Si l'Organisation mondiale de la santé (OMS) a prévenu début août qu'il fallait se préparer à ce qu'aucun vaccin ne soit trouvé pour la Covid-19, elle envisage néanmoins le scénario inverse. L'organisation internationale tente de convaincre ses états-membres que la meilleure façon de lutter contre la pandémie est le multilatéralisme. “Personne n’est à l’abri tant que tout le monde n’est pas à l’abri, a déclaré Tedros Adhanom Ghebreyesus, directeur général de l'OMS, lors d’une conférence de presse virtuelle. Nous devons prévenir le nationalisme vaccinal.” Une référence à la Russie qui a déjà assuré avoir confectionné un vaccin contre la Covid-19 ? Pour éviter que chaque pays ne fasse cavalier seul et n'utilise l'hypothétique vaccin comme un levier diplomatique, l'OMS veut une mise en commun des outils permettant à la planète de combattre la Covid-19.
Dans une lettre envoyée ce mardi à l'ensemble des pays membres, l'organisation mondiale les appelle à joindre son dispositif d'accès mondial au vaccin de la Covid-19 : le Covax. Ce mécanisme de financement cogéré par Gavi — une organisation internationale de partenariat entre institutions mondiales de santé, mécènes et entreprises privées — et l'OMS, projette de récolter 2 milliards de dollars “dans un premier temps” afin de pouvoir commander fin 2021 deux milliards de doses du futur vaccin. Selon Gavi, le but est, comme pour les vaccins contre le pneumocoque ou Ebola, de garantir des prix bas pour le rendre accessible à l'ensemble de la population mondiale. “Ce n’est pas de la charité, nous avons appris à nos dépens que la manière la plus rapide de mettre fin à cette pandémie et de rouvrir les économies est de commencer par protéger les populations les plus à risque partout, plutôt que les populations entières de certains pays seulement, insiste le directeur général de l’OMS. Le partage stratégique et mondial des ressources limitées est en fait dans l’intérêt national de chaque pays.”
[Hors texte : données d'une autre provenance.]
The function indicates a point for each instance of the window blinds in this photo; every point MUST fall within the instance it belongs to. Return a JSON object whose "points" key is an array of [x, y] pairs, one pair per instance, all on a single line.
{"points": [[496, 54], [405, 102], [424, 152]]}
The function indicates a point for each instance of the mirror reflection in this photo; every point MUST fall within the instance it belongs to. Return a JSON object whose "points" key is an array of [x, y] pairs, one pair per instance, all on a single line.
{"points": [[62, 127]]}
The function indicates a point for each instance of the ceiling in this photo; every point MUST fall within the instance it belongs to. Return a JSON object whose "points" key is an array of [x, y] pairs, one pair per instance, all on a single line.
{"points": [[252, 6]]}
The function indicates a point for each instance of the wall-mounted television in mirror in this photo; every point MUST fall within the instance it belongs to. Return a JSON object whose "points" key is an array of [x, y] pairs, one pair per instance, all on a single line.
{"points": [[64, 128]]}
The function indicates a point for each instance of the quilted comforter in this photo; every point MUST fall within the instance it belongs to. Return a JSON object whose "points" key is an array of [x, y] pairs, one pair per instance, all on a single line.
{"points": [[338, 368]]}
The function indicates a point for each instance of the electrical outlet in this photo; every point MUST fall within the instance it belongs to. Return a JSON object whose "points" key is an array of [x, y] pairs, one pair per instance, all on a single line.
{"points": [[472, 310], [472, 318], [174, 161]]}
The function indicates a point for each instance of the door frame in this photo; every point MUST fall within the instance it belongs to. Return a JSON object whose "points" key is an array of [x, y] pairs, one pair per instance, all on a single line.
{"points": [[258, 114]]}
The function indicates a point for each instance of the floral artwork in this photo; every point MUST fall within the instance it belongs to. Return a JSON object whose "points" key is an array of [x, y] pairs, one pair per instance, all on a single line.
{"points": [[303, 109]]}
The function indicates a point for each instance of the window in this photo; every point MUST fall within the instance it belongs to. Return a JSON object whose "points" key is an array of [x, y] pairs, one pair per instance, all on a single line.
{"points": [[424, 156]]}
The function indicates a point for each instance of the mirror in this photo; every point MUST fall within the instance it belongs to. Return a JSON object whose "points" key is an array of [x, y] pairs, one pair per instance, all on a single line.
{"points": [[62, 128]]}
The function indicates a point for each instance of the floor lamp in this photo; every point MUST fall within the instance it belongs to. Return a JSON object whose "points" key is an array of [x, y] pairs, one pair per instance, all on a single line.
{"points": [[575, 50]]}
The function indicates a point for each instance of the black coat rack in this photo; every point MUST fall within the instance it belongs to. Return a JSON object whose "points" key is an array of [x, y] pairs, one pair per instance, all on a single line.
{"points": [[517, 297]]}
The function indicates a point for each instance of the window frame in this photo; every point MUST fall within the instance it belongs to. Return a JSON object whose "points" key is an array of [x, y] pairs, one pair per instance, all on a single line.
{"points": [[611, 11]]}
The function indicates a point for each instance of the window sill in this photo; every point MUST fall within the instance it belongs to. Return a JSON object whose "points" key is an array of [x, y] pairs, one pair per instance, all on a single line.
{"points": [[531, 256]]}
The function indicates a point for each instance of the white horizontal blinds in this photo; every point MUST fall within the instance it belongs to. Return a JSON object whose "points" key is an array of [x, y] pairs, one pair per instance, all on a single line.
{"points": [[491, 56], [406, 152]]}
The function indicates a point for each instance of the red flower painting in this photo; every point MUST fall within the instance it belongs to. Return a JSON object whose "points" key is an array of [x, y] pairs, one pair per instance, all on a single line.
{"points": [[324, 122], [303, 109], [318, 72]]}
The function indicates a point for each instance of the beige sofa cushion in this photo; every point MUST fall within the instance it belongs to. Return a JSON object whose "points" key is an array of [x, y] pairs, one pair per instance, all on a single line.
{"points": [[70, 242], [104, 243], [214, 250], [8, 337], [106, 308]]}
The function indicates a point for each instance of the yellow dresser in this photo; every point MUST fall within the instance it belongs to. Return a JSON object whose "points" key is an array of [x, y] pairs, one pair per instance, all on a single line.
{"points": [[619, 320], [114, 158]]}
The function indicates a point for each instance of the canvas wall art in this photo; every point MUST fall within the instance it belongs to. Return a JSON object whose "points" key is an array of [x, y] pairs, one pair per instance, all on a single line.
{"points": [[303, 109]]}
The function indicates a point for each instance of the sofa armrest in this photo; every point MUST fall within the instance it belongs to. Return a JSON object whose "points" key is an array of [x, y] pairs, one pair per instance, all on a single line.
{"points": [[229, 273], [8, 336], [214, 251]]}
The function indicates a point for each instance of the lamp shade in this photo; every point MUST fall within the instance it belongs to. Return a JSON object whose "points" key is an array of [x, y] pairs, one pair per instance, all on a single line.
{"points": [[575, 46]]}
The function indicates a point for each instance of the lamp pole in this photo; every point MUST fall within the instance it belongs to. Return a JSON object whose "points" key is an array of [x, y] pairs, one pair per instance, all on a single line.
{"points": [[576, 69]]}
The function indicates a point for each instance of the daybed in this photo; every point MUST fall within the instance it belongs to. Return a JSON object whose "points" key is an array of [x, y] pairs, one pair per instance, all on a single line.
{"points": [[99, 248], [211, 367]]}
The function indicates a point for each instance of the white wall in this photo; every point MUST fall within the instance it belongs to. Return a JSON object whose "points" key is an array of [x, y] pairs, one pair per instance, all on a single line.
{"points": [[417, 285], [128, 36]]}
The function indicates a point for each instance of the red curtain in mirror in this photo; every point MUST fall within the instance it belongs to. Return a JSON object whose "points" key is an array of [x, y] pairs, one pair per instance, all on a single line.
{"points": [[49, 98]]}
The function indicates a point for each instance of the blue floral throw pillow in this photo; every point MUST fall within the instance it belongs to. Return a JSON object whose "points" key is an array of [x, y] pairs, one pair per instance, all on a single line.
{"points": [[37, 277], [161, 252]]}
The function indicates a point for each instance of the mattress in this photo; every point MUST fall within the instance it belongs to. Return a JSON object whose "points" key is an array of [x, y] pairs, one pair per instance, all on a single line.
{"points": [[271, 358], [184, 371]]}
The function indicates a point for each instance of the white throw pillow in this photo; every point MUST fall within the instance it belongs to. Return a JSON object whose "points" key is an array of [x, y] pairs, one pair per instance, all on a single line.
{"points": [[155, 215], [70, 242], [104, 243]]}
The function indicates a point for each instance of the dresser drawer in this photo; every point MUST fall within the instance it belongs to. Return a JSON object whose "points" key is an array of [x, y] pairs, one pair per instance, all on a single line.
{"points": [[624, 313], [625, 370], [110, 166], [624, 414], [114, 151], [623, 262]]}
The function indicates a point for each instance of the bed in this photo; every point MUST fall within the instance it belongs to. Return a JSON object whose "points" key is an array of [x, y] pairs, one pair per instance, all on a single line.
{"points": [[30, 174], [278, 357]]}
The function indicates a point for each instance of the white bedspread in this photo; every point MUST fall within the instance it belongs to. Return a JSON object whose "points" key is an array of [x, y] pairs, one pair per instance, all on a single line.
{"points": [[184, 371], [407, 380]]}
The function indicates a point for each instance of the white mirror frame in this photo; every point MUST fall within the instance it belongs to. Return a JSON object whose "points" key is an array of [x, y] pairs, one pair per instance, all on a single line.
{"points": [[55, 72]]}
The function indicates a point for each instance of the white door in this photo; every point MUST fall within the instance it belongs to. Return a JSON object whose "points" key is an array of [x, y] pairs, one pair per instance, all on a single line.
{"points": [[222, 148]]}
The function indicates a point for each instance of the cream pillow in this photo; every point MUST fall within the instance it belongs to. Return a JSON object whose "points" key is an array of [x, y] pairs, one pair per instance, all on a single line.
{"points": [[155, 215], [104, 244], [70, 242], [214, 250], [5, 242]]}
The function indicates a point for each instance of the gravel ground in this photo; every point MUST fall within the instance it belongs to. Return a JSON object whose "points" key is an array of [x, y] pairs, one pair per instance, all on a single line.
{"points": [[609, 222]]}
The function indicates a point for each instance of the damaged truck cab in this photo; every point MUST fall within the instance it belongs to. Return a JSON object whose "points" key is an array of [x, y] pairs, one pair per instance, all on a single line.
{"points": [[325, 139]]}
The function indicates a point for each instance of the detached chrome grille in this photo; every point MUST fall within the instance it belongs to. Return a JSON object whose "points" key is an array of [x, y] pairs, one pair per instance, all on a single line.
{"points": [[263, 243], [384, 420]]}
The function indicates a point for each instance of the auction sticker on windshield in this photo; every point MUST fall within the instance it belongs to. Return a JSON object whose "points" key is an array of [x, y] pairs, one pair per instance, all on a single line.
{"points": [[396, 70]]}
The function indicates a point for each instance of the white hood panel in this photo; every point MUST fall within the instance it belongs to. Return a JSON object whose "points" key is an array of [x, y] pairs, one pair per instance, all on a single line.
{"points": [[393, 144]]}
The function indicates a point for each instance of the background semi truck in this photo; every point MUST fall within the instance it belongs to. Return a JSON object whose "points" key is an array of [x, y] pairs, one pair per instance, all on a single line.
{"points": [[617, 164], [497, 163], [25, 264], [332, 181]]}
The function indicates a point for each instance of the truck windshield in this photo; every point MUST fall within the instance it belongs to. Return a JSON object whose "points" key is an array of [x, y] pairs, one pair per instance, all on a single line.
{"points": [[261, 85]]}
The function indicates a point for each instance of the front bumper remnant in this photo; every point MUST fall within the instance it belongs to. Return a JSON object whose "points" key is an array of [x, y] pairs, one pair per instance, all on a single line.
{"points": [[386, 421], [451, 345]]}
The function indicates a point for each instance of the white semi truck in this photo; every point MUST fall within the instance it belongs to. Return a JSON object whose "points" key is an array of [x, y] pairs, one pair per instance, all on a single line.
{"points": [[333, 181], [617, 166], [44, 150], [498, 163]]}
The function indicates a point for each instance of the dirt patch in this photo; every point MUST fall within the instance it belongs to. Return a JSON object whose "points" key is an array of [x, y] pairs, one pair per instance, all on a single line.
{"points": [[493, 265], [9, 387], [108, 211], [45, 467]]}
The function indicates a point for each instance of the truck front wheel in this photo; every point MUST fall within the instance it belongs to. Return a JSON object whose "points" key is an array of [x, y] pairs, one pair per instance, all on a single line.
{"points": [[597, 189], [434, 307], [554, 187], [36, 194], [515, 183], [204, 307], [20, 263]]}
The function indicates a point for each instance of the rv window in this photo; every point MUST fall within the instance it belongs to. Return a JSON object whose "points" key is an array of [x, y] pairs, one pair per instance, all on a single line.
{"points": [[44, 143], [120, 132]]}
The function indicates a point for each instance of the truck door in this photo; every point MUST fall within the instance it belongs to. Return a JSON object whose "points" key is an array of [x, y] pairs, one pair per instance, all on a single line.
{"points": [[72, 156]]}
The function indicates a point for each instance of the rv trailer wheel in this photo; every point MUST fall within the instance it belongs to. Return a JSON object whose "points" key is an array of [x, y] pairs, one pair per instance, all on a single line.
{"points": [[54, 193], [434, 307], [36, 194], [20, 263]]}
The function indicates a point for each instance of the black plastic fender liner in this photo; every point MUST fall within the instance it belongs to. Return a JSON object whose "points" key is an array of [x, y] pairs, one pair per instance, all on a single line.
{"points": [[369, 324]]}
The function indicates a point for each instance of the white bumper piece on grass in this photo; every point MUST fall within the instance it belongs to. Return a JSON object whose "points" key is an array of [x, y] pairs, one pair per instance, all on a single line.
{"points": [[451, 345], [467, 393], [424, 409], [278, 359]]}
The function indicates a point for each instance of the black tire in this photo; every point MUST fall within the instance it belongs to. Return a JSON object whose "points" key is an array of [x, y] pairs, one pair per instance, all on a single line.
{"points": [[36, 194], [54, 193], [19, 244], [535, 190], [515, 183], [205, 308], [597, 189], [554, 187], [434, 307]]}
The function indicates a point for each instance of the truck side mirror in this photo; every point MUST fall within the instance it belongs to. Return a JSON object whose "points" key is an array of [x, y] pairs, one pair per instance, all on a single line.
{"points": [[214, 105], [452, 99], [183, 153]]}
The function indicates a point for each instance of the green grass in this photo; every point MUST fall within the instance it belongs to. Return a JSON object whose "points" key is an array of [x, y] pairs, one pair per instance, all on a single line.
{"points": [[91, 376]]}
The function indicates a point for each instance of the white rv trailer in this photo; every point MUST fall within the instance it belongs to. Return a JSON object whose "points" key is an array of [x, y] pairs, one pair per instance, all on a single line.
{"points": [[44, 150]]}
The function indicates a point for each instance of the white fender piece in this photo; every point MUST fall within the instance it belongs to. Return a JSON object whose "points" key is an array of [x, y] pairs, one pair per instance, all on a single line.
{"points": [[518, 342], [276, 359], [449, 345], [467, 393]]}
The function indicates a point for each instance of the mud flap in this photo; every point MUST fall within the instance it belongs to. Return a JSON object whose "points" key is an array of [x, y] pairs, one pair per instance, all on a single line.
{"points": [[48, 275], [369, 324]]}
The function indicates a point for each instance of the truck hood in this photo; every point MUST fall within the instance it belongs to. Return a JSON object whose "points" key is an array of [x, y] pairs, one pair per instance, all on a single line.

Stratégie de vaccination mondiale
Dans sa ligne de mire, certains pays qui restreignent les exportations ou de réquisition de fournitures médicales. Une insinuation à peine voilée à la France et l'Allemagne qui, à la mi-mars, ont brièvement interdit l'exportation de matériel médical ou à la Chine, soupçonnée d'avoir réduit l'exportation de masque dès janvier et ainsi participé à la pénurie mondiale. “Si nous pouvons travailler ensemble, nous pourrions garantir que tous les travailleurs essentiels soient protégés et que des traitements éprouvés comme la dexaméthasone [anti-inflammatoire préconisé par l'OMS pour traiter la Covid, NDLR] soient disponibles pour ceux qui en ont besoin”, plaide Tedros Adhanom Ghebreyesus.
Le directeur général de l'OMS a alors décliné le scénario arrêté pour l'action du Covax. “Lors de la première phase, les doses seront allouées de façon proportionnelle et simultanée à tous les pays participants [au Covax] afin de réduire le risque global. Au cours de la phase 2, on tiendra compte de la menace et de la vulnérabilité des pays", a-t-il indiqué. Ces premières doses devraient être données en priorité aux “travailleurs de première ligne dans les établissements de santé et d’aide sociale” ainsi que les personnes vulnérables. “Pour la plupart des pays, une attribution [des vaccins] pendant la phase 1 permettant d’atteindre 20% de la population, couvrirait la plupart des groupes à risque, a-t-il souligné. Si nous ne protégeons pas ces personnes à haut risque contre le virus partout et en même temps, nous ne pouvons pas stabiliser les systèmes de santé et reconstruire l’économie mondiale.” À ce jour, 170 pays, représentant près de 70 % de la population mondiale, ont montré leur intérêt pour ce dispositif. Le directeur général de l'OMS souhaite que les pays s'engagent formellement avant la fin du mois.